Discussion:
We report a case of synchronous p16+ SCC involving the BOT and nasopharynx. To our knowledge, this is one of only two reports of synchronous HPV associated SCC involving the oropharynx and nasopharynx(3). There are however, reports of metachronous p16+/HPV+ NPC diagnosed following prior OPC treatment, raising the possibility of occult primaries lying within the nasopharynx in these cases (2).
This case presented a diagnostic dilemma. There was not uniform agreement at our multi-disciplinary meeting and it was questioned whether the initial biopsies had been mislabelled given the panendoscopy (and negative biopsy) and MR findings of an obvious tumour in the BOT. Although the FDG-PET/CT showed an abnormality in the nasopharynx, there was no corresponding structural abnormality and false positive FDG-PET/CT findings in the head and neck are well documented (4). The repeat panendoscopy and PET/CT with corresponding reduction in SUV further challenged the presence of a nasopharyngeal primary, but nasopharyngeal adenoidectomy was felt to be prudent given a degree of uncertainty, which confirmed a synchronous p16+ NPC.

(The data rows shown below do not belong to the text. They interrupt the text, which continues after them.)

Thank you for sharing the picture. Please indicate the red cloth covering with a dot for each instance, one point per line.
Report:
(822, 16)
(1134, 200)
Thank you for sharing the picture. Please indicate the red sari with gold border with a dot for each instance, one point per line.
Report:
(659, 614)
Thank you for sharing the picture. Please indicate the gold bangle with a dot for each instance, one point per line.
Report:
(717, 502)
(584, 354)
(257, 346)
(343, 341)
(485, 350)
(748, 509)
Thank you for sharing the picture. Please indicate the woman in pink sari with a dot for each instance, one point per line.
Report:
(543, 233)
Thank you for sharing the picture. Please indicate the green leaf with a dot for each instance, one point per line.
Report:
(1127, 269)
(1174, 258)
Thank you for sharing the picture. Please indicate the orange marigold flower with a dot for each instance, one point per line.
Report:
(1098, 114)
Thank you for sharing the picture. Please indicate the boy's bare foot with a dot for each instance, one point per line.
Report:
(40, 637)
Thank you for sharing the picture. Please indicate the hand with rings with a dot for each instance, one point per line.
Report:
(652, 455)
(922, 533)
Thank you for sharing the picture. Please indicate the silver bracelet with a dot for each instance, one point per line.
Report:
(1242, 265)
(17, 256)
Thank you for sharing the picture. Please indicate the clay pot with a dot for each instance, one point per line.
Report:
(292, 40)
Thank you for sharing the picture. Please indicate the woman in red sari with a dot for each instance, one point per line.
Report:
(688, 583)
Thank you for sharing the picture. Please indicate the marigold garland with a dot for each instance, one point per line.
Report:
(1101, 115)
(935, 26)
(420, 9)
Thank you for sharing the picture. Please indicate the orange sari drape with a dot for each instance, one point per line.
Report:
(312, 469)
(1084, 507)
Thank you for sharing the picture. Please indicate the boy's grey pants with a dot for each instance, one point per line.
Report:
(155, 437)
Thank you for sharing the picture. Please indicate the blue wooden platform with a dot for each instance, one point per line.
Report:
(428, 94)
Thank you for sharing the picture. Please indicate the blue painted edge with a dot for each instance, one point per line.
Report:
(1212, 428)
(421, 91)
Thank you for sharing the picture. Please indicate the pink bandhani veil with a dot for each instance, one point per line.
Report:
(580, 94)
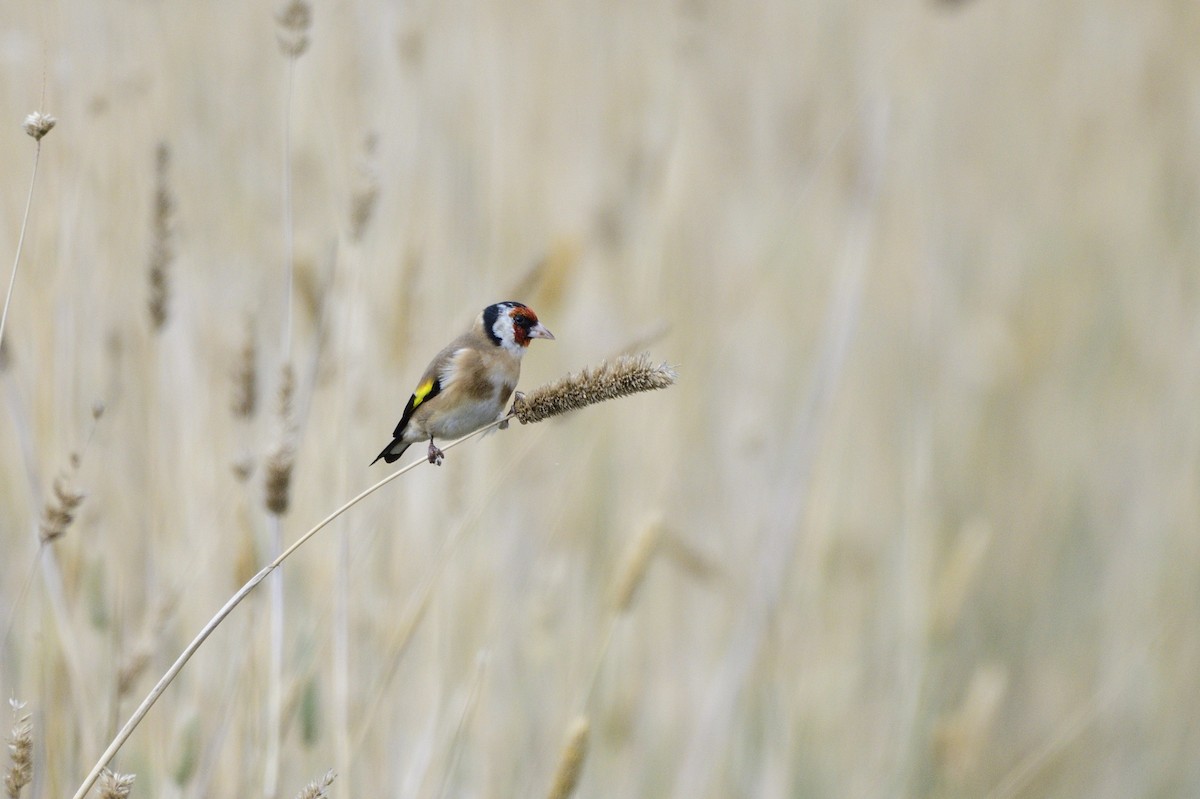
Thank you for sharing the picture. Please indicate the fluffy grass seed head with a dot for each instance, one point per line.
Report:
(294, 20)
(39, 124)
(60, 510)
(318, 788)
(245, 377)
(21, 752)
(570, 766)
(115, 786)
(619, 378)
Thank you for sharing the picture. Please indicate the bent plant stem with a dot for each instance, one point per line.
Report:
(21, 241)
(227, 608)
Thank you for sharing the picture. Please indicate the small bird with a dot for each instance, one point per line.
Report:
(468, 383)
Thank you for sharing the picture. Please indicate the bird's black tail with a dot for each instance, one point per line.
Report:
(393, 451)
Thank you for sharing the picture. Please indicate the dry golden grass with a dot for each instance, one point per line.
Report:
(927, 484)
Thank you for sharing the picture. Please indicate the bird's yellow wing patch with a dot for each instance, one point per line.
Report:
(423, 392)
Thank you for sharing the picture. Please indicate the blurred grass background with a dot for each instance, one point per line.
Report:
(924, 499)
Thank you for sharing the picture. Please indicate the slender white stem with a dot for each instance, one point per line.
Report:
(275, 667)
(227, 608)
(288, 235)
(21, 241)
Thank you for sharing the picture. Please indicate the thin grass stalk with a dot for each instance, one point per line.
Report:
(21, 238)
(227, 608)
(591, 386)
(796, 466)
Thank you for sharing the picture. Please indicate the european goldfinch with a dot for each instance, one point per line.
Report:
(468, 383)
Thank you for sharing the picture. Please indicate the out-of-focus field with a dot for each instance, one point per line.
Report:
(922, 515)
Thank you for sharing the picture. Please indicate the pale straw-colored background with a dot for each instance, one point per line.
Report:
(925, 498)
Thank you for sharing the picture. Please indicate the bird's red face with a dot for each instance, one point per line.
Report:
(526, 326)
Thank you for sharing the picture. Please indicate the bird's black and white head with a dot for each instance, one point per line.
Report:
(513, 325)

While treatment of the nasopharynx was possible from the outset, treating both the BOT and nasopharynx without sufficient proof will almost certainly subject a patient to excessive long-term toxicities, including lifelong dysphagia and possible feeding tube dependence. Indeed, in this case a mean dose of 62Gy was delivered to the pharyngeal constrictors which is associated with higher chances of long term swallowing problems (5). In contrast, failing to treat the nasopharynx at the outset would likely lead to an unsalvageable recurrence. Just like the proposed recommendation by McGovern et al, we also recommend care full physical examination and biopsies in case of increased uptake on PET scan (3). While synchronous or metachronous p16+ OPC and NPC are rare, it is also possible that the elective coverage of level two, retropharyngeal and retrostyloid nodes will result in a dose wash through the nasopharynx which might be sufficient to eradicate microscopic disease.
International consensus guidelines on radiotherapy target volumes exist for both NPC and OPC. There are however, no guidelines on the optimal management of synchronous p16+ primary HNC. While OPC cases are typically treated with isometric expansions (5+5mm) from gross disease with elective coverage of nodal volumes, NPC treatment paradigms are largely based on outcomes from EBV+ cases, mandating widespread elective coverage of the base of skull. Whether this wide field coverage is necessary in HPV+ NPC cases is not currently known, but warrants further investigations.
In conclusion, we reported a unique case of synchronous p16+ SCC involving both the BOT and nasopharynx. In the setting of a relatively normal appearing nasopharynx on MRI, PET/CT may be useful in detecting occult p16+ SCC in the nasopharynx and should guide more extensive sampling, which may include adenoidectomy in selected patients.